Вечером возвращаюсь, кот встречает, ластится. Я сначала посмотрел на  пол.
- Ну, сука! - насрал не в лоток. Ладно, еще раз убрал, подтащил его за шкирку, тыкать не стал. Предупредил словесно. Вроде понял он меня.
С той поры моду взял, как вечером вернусь, так он перед мной  демонстративно присядет, дела свои сделает и бежит ко мне — смотри мол, какой я хороший.
  - Молодец! Хороший кот. Так и жили душевно, коротали ночи длинные.
Запах в квартире появился, ссыт где-то животное. Однажды пришел я усталый, котик уже по традиции дефиле свое фекальное совершил и ко мне. А я на диван кухонный плюхнулся, уставший был. Чувствую мокрое. Блять! Лужа на диване, вот тварь. Он уже на коленках урчит довольный. Бить не стал, вытер им диван, поговорил строго!
Говорю: «Еще раз повториться, прибью». Вроде понял он меня.

Время к пяти семенит стрелкой секундной неумолимо.

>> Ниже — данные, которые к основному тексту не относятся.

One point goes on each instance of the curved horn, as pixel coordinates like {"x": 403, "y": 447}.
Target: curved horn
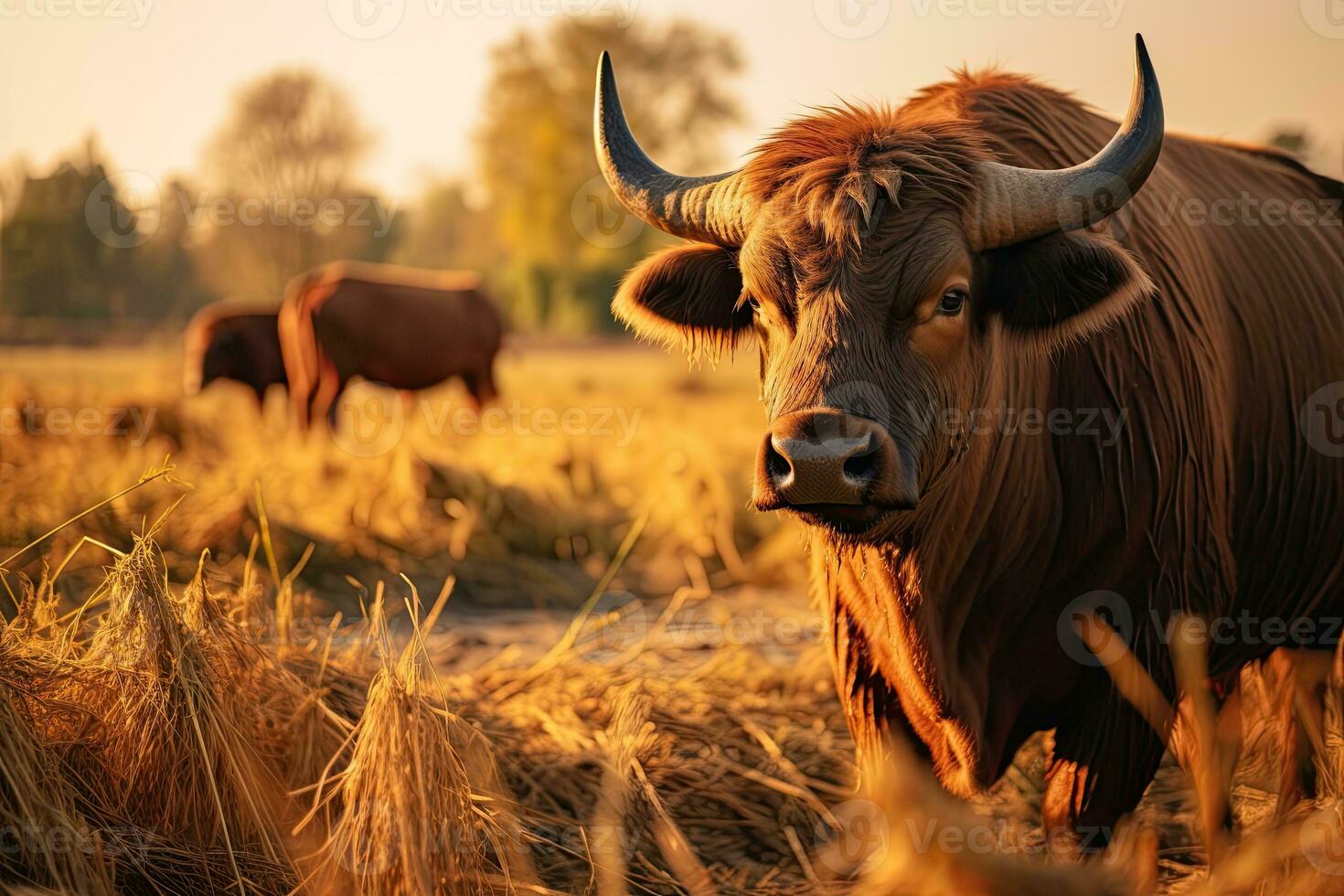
{"x": 711, "y": 209}
{"x": 1023, "y": 203}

Ветер разыгрался не на шутку, смерть уж со спутниками своими чернокрылыми хороводы водит, закручивает пружину.
Лыбится мне как знакомому старому, и ничего во мне не йокнет, не вздрогнет.

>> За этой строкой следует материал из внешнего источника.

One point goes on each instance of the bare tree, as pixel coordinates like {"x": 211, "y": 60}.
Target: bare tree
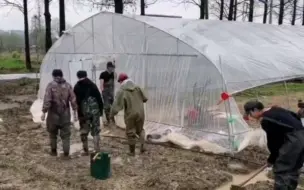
{"x": 206, "y": 9}
{"x": 61, "y": 17}
{"x": 222, "y": 10}
{"x": 142, "y": 7}
{"x": 281, "y": 13}
{"x": 23, "y": 8}
{"x": 303, "y": 14}
{"x": 251, "y": 10}
{"x": 118, "y": 5}
{"x": 230, "y": 14}
{"x": 265, "y": 12}
{"x": 235, "y": 10}
{"x": 294, "y": 12}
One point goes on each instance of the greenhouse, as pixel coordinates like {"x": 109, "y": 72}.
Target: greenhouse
{"x": 185, "y": 66}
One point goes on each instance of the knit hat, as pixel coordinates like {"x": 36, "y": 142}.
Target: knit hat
{"x": 122, "y": 77}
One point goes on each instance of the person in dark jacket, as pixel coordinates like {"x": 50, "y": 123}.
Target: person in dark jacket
{"x": 56, "y": 103}
{"x": 285, "y": 141}
{"x": 90, "y": 109}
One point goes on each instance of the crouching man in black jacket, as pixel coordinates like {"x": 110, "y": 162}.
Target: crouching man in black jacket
{"x": 285, "y": 140}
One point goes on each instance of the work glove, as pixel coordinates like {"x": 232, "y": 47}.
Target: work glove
{"x": 75, "y": 118}
{"x": 43, "y": 117}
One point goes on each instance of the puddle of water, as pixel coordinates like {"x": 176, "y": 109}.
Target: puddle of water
{"x": 4, "y": 106}
{"x": 239, "y": 178}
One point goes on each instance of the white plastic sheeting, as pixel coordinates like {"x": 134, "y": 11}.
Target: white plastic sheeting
{"x": 18, "y": 76}
{"x": 184, "y": 66}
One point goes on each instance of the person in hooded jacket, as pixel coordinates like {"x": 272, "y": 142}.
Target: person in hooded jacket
{"x": 131, "y": 98}
{"x": 285, "y": 141}
{"x": 90, "y": 109}
{"x": 56, "y": 103}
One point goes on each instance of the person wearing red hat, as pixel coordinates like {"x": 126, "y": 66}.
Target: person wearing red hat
{"x": 107, "y": 81}
{"x": 131, "y": 98}
{"x": 285, "y": 141}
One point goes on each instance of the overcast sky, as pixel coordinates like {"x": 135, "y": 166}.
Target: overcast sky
{"x": 12, "y": 19}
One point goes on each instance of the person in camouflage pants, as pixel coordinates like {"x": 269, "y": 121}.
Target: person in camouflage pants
{"x": 58, "y": 96}
{"x": 107, "y": 81}
{"x": 90, "y": 107}
{"x": 131, "y": 98}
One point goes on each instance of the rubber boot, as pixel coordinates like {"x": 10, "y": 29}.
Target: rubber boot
{"x": 53, "y": 143}
{"x": 142, "y": 141}
{"x": 96, "y": 140}
{"x": 131, "y": 150}
{"x": 66, "y": 147}
{"x": 85, "y": 145}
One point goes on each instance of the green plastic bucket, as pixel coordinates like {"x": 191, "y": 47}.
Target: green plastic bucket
{"x": 101, "y": 165}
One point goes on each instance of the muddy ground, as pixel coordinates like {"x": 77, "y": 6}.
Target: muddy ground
{"x": 26, "y": 165}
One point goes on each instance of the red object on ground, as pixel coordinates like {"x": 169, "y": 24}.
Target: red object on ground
{"x": 246, "y": 118}
{"x": 122, "y": 77}
{"x": 225, "y": 96}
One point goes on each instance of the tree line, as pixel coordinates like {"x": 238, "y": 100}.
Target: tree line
{"x": 232, "y": 10}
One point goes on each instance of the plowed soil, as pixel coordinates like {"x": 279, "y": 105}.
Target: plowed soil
{"x": 25, "y": 163}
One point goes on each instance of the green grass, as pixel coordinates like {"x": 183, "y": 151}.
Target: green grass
{"x": 9, "y": 64}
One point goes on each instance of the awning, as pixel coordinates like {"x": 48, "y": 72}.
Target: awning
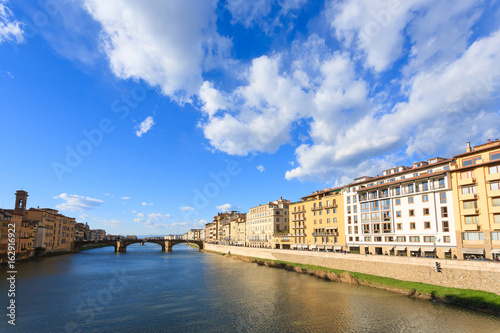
{"x": 470, "y": 250}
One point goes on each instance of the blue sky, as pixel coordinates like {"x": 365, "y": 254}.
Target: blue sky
{"x": 149, "y": 117}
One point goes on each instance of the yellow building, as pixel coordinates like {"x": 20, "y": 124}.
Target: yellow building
{"x": 317, "y": 221}
{"x": 476, "y": 187}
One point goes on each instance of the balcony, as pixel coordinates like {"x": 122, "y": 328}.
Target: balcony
{"x": 468, "y": 196}
{"x": 466, "y": 181}
{"x": 494, "y": 176}
{"x": 469, "y": 211}
{"x": 328, "y": 234}
{"x": 470, "y": 227}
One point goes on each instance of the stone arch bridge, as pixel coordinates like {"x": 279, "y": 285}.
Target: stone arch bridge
{"x": 121, "y": 245}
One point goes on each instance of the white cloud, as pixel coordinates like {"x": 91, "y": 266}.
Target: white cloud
{"x": 258, "y": 12}
{"x": 75, "y": 202}
{"x": 157, "y": 216}
{"x": 226, "y": 207}
{"x": 268, "y": 106}
{"x": 10, "y": 29}
{"x": 166, "y": 43}
{"x": 111, "y": 223}
{"x": 145, "y": 126}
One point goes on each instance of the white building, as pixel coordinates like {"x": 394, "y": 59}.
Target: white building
{"x": 406, "y": 211}
{"x": 265, "y": 220}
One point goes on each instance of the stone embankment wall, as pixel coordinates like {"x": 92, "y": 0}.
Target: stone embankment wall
{"x": 464, "y": 274}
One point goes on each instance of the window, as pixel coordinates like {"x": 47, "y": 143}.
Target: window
{"x": 425, "y": 186}
{"x": 471, "y": 220}
{"x": 470, "y": 204}
{"x": 472, "y": 161}
{"x": 468, "y": 189}
{"x": 467, "y": 174}
{"x": 495, "y": 156}
{"x": 446, "y": 226}
{"x": 472, "y": 236}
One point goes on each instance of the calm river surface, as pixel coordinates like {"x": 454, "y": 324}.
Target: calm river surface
{"x": 145, "y": 290}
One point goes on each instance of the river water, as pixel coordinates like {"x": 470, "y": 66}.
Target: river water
{"x": 145, "y": 290}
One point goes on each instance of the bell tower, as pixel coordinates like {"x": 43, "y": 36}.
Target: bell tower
{"x": 21, "y": 198}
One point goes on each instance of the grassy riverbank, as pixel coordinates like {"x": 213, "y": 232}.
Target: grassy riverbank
{"x": 472, "y": 299}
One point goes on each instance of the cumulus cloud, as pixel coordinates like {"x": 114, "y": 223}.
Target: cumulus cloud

Не ко мне она пришла, знать и дело это не мое.

Через неделю все повторилось - дежавю с котиком. Диван, лужа.
Не люблю я беспорядок, не люблю когда меня не слушают. Взял воздушку, накачал - качков пять сделал. К виску ему приставил и выстрелил. В упор. Обмяк котик и жалостливо так завыл, мерзко и заунывно. Я еще раз накачал и выстрелил.  Вздрогнул он и воет тварь, но тише уже. Засунул его в пакет, отнес не пустырь. Выбросил. Всю дорогу сука выл. Не шевелится и не дышит вроде, а воет. Ушел я не оглянувшись - чай пить. Только вой в ушах стоял до утра. Не понял он меня — бедолага.

Вдруг замерло все вокруг. Только  мешком с верхнего этажа плюхнулся у меня под окном, тот кого ожидала смерть.  Через пару минут запричитала баба в промерзший воздух, завыла котиком моим, сука. Чувствую я, как душа отошла и мечется. Взяли ее тени под «руки» утащили с собой. Только и осталось бледно желтое пятно мерцать, да туловище с шеей под себя неуклюже подвернутой на земле лежать мерзлой под окном моим.
И баба эта воет моим котиком убиенным. Упокой кошачий бог душу его.
Я не люблю животных и людей не люблю. Живут они слишком мало и доставляют массу хлопот.